Extended Data Fig. 2 AUTAB induces LC3C-mediated autophagy in a target receptor-dependent manner.
a, The corresponding quantifications of confocal images in Fig. 2d–f (Fig. 2d, n = 10 cells per group; Fig. 2e, n = 15 cells per group; Fig. 2f, Atz group, n = 14 cells, Atz-AUTAB group, n = 15 cells, means ± s.d.). b, HA-PD-L1 and mCherry-LC3C expressing HeLa cells transfected with scramble or PD-L1 siRNA were incubated with 100 nM Atz-AUTAB for 1 h. Cells were then fixed, and stained with antibodies against Atz. Enlarged images of the white box are presented on the right, with arrowheads indicating the colocalization of mCherry-LC3C and Atz-AUTAB. The quantification is shown on the right of the panel (n = 15 cells per group, means ± s.d.). DNA in b was counterstained with DAPI. Scale bars, 10 μm. Statistical significance was calculated via unpaired two-tailed Student’s t-test (a, b).

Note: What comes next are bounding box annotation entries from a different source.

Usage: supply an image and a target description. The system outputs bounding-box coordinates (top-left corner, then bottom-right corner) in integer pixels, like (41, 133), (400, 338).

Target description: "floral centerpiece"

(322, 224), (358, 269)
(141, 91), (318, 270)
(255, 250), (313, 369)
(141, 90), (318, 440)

Extended Data Fig. 3 Atz-AUTAB accelerates PD-L1 endocytosis.
a, Schematic representation of Atz-AUTAB uptake assay (see Methods section for details). b, Confirmation by western blotting of PD-L1 knockdown in stable expressing HA-PD-L1 HeLa cells. c, HA-PD-L1 expressing HeLa cells with scramble or PD-L1 siRNA were incubated with 1 nM Atz or Atz-AUTAB for 1 h. After fixation, the surface-remaining and internalized Atz/Atz-AUTAB were sequentially stained before or after cell permeabilization. The fluorescence intensities of internalized Atz-AUTAB were quantified, and the data are expressed as each normalized value relative to the scramble group (scramble group, n = 16 cells; siPD-L1 group, n = 14, means ± s.d.). d, HA-PD-L1 expressing HeLa cells were incubated with 1 nM Atz or Atz-AUTAB for 1 h. After fixation, the surface-remaining and internalized Atz/Atz-AUTAB were sequentially stained before or after cell permeabilization. The quantification of the internalized Atz or Atz-AUTAB is shown on the right (Atz group, n = 28 cells; Atz-AUTAB group, n = 22; means ± s.d.). e, HeLa cells stably expressing HA-PD-L1 were subjected to antibody feeding-based internalization assay. Representative examples of internalized PD-L1 and surface-remaining PD-L1 are shown. The quantification of the internalized PD-L1 is shown below as indicated (untreated group, n = 15 cells for 1 h internalization, n = 16 for 2 h; L25K PEI group, n = 14 for 1 h, n = 17 for 2 h; Atz group, n = 27 for 1 h, n = 26 for 2 h; Atz-AUTAB group, n = 18 for 1 h, n = 16 for 2 h; means ± s.d.). DNA in c and d was counterstained with DAPI. Scale bars, 10 μm. Statistical significance was calculated via unpaired two-tailed Student’s t-test (c-e).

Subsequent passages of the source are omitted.